The line that stops me cold is: "If my heart is a battleground / My defences run both ways."
That is an honest liturgical starting point. It’s a rare admission that we aren’t just victims of our own sin; we are often complicit in it. We build walls to keep the hurt out, but we end up trapping ourselves inside the very ruins we created. It echoes the tension Paul describes in Romans 7:15, that frustrating loop of doing what we hate and failing to do what we love. If a congregation doesn't feel that friction, the "grace" part of the song becomes cheap, a mere band-aid. But here, the battleground is acknowledged as the place where the Spirit has to do the heavy lifting.
Then, there is the shift: "Where I stacked my shame / There the cross stands for me."

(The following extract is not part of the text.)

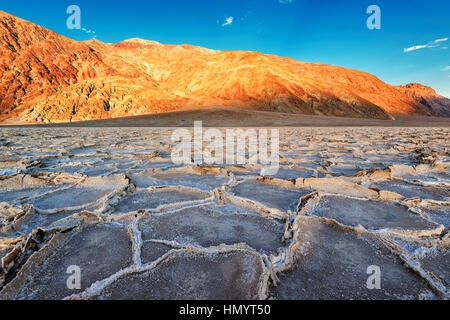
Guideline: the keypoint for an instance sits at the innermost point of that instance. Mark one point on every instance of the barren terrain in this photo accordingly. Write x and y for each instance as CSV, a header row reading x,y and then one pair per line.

As a leader, I watch how people hold that thought. We have a habit of dragging our shame into the presence of God like a pile of heavy, jagged rocks, hoping that if we just build high enough, He’ll notice our penance. But the song pivots. It doesn't ask us to move the rocks; it points to the Cross standing exactly where we left our mess. It changes the posture of the room from self-flagellation to recognition.
Singing this, though, I wonder if we rush the finish. We’re so eager to get to the resolution that we sometimes skip over the "unravelling" mentioned in the second verse. The melody is easy to carry, but the lyrics demand a slow walk through the fire.
The Landing—that place where the congregation is left when the music fades—is essentially a redirection of gaze. We move from the internal battleground to the objective reality of the Shepherd. It isn't a song about how much I love Jesus; it’s a song about how His heart broke for me when mine was shattered.
It leaves us holding a question rather than a trophy. If the cross truly stands where my shame is, then what am I still protecting? Why am I still manning the walls of my own defenses when the Shepherd has already arrived? It’s a messy, unsettled place to end a set, but perhaps that’s exactly where we need to be—standing in the rubble, finally seeing the Cross as the only thing left upright.